Terry O’Connor sat silent for a full minute, looking up the street and watching the man Movie Star had called the Chu Lai Hippie now pulling T-shirts off a display from a street vendor’s stand and stuffing them in a large shopping bag that the merchant handed to him. Then he took the package that Heyster had passed to him, dropped it in the sack, and shoved more shirts on top of it.
“I’ve seen enough,” O’Connor said, pushing his half-eaten dish of noodles to the center of the table and then taking a big drink of Coke.
“You not going to eat that, sir?” Movie Star said, grabbing the captain’s meal and raking the noodles and pork on top of what was left of his own dish.
“Go ahead, I lost my appetite,” O’Connor said, taking another sip of the Coke. Then he looked at the three lance corporals. “Tell me about that character.”

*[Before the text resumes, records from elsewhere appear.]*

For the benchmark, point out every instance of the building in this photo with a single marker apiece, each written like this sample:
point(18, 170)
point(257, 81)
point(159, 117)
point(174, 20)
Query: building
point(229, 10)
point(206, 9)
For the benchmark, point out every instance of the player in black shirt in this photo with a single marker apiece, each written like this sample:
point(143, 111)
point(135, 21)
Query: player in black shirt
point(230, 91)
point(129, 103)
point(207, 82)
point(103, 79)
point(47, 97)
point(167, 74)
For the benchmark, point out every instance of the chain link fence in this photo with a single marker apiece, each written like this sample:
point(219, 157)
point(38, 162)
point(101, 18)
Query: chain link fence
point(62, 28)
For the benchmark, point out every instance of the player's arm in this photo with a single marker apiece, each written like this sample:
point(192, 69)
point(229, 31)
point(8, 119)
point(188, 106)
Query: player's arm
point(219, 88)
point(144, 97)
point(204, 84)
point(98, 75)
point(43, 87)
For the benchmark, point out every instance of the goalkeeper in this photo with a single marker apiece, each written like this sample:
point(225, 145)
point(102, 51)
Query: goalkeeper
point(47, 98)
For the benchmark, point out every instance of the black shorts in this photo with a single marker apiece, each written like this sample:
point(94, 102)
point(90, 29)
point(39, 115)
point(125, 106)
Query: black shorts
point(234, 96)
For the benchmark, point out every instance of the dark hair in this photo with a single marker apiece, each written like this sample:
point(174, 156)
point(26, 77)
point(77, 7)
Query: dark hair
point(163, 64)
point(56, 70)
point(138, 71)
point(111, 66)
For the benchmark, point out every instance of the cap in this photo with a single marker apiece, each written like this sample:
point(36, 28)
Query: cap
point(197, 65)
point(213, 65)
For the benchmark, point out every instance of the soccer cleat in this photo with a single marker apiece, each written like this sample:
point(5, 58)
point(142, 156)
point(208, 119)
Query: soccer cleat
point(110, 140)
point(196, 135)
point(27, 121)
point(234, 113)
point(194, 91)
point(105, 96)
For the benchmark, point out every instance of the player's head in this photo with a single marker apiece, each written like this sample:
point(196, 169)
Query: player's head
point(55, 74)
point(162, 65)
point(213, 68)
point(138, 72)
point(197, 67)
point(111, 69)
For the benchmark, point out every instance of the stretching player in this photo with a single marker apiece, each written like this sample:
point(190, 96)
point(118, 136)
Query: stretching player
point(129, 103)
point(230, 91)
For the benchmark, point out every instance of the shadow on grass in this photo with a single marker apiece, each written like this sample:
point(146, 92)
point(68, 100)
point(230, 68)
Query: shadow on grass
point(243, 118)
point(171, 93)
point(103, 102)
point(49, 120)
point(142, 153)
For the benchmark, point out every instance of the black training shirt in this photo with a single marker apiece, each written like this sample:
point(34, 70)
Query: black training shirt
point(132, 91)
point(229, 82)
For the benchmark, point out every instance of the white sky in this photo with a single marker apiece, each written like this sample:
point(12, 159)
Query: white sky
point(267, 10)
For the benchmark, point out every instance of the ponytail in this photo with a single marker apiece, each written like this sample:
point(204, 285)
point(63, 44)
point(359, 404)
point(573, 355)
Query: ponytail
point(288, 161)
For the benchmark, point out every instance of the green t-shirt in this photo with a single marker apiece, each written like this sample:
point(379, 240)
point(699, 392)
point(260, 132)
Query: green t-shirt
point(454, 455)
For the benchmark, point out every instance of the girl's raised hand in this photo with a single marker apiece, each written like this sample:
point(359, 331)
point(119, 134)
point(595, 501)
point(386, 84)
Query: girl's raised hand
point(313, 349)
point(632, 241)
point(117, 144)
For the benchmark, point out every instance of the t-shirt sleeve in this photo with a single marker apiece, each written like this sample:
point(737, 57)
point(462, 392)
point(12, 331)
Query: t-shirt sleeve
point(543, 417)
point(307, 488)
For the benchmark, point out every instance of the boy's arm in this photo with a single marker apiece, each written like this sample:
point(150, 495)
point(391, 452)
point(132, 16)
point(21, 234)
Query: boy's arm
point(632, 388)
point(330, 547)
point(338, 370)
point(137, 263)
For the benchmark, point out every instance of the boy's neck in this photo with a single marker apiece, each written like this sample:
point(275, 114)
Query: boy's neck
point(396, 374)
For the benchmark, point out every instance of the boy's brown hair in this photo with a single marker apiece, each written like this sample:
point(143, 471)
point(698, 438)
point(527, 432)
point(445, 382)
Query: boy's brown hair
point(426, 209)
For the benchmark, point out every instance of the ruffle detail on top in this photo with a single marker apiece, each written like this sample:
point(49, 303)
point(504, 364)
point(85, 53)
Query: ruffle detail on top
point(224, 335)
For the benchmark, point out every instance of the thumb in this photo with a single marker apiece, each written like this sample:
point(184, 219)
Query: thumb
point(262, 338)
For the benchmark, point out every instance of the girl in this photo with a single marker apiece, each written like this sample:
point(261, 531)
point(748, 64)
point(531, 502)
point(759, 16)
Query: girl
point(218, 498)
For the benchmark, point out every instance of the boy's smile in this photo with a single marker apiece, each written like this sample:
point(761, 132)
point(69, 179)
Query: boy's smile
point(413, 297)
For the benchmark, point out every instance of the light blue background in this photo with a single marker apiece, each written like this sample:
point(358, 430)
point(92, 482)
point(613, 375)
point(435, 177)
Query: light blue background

“Who, Sergeant Carnegie?” Dobbs said, finishing his food and then lighting a cigarette. “Everybody knows him. He peddles dope. Him and most of his flight crew out of Marble Mountain.”
“How come you call him the Chu Lai Hippie then, if he’s from Marble Mountain?” O’Connor said, watching the man now weaving his way back across the street with the big shopping bag in his hand.
“Hell if I know, sir,” Movie Star said, shrugging and talking with his mouth full. “I suppose he worked out of Chu Lai at some point and got the name there. I guess it just stuck with him. It sounds better than the Marble Mountain Hippie.”
“How about these pictures, sir?” Russ Sherman said, winding the rol
l of film in his camera and taking it out.
“Can you develop them and make me some eight-by-ten blowups?” O’Connor asked, laying a dollar bill on the table as a tip for the waiter.
“Sure thing, sir,” the lance corporal said. “I’ll knock it out this afternoon and tonight, and bring them by your office first thing tomorrow morning.”
“How about I pick them up from you in the barracks, at Movie Star’s rack, say, seven-thirty in the morning,” O’Connor said, considering that he didn’t want the photographs seen by any unwelcome eyes. “Be sure to put them inside a big envelope, too, and don’t show them to anyone.”
“Got you covered, sir,” Sherman said, and finished his drink.
“Whenever you’re ready, gentlemen,” O’Connor said, and looked at his wristwatch and then at Lance Corporal Dean. “I never thought about it when we left, but won’t Major Dickinson be looking for you, Movie Star?”
“Let him look, sir,” Dean laughed, getting the last forkful of fried noodles off his dish and downing a final gulp of his drink. “It’ll be good for him.”
“He’ll give you a hard time if he can’t find you,” O’Connor said, walking to the back of the jeep and climbing in.
“He does that anyway,” Dean said, climbing in the vehicle next to the captain. “Besides, I’m too short to give a shit. Forty-six days and a wake-up.”
“Oh, fuck, if I had that much time I’d jump off a cliff. You call that short?” Dobbs said from the driver’s seat as he pulled into traffic. “I’ve got twenty-seven days and a wake-up, and my pal Russ here, he’s down to twenty.”
“Yeah, man,” Russ Sherman said, looking over his shoulder at the two Marines. “I’m so short that I have to look up to see down.”
“You think that’s short,” Movie Star cackled, not to be outdone. “I’m so short I can walk under a snake’s belly wearing a top hat. Oh, and I’m so short I’ve got to use a stepladder to get out of my rack.”